Clearly influenced by Caesar’s schemes, the American founders took deliberate strides to prevent a new Caesar from emerging within the new American states. Many of the original state constitutions contained explicit verbiage which expressed the subordinate position of the militia forces in relation to the civil administrations of the states. In the United States Constitution, expenditures to support military forces were limited by two years, and the writers of the Constitution intended for the military to be disbanded in times of peace. Furthermore, only Congress had the ability to direct and to declare war, and military commanders possessed no independent political power.
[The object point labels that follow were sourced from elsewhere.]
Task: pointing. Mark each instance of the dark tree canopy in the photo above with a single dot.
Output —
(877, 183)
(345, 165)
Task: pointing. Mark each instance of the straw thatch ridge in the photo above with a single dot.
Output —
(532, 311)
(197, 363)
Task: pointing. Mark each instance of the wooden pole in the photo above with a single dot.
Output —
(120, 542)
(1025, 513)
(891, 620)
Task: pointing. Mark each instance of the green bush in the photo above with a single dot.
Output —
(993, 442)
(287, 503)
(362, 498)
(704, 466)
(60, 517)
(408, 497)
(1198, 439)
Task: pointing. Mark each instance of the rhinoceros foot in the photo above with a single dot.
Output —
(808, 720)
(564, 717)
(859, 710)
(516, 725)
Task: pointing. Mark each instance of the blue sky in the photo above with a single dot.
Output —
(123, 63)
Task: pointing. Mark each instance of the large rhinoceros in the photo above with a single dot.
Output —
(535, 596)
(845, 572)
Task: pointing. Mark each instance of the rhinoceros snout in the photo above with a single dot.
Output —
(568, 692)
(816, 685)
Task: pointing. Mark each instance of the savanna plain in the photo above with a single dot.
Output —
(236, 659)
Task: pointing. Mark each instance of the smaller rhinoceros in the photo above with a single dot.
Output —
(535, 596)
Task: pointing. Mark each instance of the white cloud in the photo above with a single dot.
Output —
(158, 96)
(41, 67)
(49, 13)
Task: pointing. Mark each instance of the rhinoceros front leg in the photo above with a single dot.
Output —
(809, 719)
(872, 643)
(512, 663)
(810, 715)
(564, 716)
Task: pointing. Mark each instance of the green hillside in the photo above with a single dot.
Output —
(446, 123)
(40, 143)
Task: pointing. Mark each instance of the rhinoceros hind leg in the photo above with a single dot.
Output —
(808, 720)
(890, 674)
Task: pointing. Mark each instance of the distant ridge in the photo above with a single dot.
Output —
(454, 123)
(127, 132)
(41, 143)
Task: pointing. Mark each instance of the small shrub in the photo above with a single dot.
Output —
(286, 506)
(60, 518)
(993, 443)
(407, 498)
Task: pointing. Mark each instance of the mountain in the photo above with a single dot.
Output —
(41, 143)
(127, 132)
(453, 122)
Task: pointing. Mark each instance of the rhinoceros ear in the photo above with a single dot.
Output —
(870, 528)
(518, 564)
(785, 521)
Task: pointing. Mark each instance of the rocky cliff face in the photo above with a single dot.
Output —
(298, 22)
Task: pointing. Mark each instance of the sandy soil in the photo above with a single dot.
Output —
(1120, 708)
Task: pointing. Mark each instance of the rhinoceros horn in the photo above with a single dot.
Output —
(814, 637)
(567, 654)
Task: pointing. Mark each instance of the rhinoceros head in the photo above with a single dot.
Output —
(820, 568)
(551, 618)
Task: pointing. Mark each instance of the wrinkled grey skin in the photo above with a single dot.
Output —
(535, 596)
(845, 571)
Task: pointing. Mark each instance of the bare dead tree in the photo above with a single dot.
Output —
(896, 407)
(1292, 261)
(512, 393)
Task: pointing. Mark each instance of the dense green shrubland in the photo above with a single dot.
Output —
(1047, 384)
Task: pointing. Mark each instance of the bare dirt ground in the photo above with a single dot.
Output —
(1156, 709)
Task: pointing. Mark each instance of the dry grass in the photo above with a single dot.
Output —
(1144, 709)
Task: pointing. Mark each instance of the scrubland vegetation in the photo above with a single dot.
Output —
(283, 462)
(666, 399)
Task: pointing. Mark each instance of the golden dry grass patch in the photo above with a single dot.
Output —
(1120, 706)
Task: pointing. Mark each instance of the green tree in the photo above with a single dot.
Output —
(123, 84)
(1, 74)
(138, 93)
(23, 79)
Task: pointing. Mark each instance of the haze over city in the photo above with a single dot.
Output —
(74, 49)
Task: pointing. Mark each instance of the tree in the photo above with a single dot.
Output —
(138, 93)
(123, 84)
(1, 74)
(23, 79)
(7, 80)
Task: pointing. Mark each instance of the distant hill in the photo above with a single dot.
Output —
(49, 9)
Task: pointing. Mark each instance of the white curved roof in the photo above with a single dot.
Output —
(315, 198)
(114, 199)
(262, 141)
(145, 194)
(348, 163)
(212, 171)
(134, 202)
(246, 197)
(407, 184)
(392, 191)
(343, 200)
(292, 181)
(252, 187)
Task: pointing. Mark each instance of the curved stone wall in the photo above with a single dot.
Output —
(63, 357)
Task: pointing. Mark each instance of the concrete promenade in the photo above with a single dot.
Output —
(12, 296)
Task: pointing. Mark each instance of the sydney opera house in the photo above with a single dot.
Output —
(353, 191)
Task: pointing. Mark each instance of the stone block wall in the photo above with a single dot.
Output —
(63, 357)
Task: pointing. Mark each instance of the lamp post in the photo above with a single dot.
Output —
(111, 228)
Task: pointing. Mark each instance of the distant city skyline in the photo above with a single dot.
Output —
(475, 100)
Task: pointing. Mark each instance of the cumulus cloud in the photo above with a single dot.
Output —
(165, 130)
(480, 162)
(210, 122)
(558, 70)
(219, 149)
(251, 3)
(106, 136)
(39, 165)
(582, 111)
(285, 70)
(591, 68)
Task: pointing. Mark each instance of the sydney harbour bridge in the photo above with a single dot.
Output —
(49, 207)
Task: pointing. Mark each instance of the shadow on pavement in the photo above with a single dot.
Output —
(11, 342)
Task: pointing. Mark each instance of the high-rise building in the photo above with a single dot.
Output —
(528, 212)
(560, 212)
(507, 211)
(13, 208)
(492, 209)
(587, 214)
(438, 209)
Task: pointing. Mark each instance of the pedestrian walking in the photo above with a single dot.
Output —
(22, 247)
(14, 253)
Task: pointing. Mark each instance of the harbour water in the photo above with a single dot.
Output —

Cicero, who had the courage to oppose both Caesar and Mark Antony, was also regularly hailed as a heroic figure by the American founders. His legendary oratory, which ridiculed the oppressive consolidation of political power, made him the primary enemy of both Caesar and Mark Antony. His continual resistance to tyranny led to his execution, and his severed hands and head were publicly displayed in the Roman Forum. An account by the Roman historian Cassius Dio also alleged that Mark Antony’s wife cut out his tongue and jabbed it with a hairpin in disdain toward his persuasive speaking ability. Like Cato, he too had been a republican martyr.
Truly, the maxim of free speech affirmed by the First Amendment of the Bill of Rights speaks to the importance of the liberty to criticize one’s government. Instead of allowing fatal violence between political rivals to settle political conflicts, the presence of republican checks and balances and the distribution of political power between federal branches and the state governments aimed to prevent the mass accumulation of authority by singular strongmen.
Furthermore, pamphlets and essays written by founding-era politicians contained various pseudonyms of Roman figures that the authors believed represented their views. Publius, the pseudonym adopted by Alexander Hamilton for The Federalist essays, was a founder of the Roman Republic. Brutus, the name adopted by an opponent of the Constitution in New York, was a one-time friend of Caesar who aided in his assassination. Cincinnatus, a famous Roman figure who once walked away from power when it was offered to him, inspired a series of founding-era tracts as well.
All of these factors highlight the extent to which ancient Rome had inspired American republicanism. Rather than antiquated remnants of the past, the founders appreciated the historical circumstances of those times to be important harbingers of future events. “I know of no way of judging the future but by the past,” Patrick Henry famously professed. Knowing that history’s mistakes would inevitably rematerialize without a candid effort to suppress them, the founders sought to avoid the woes of Roman usurpations.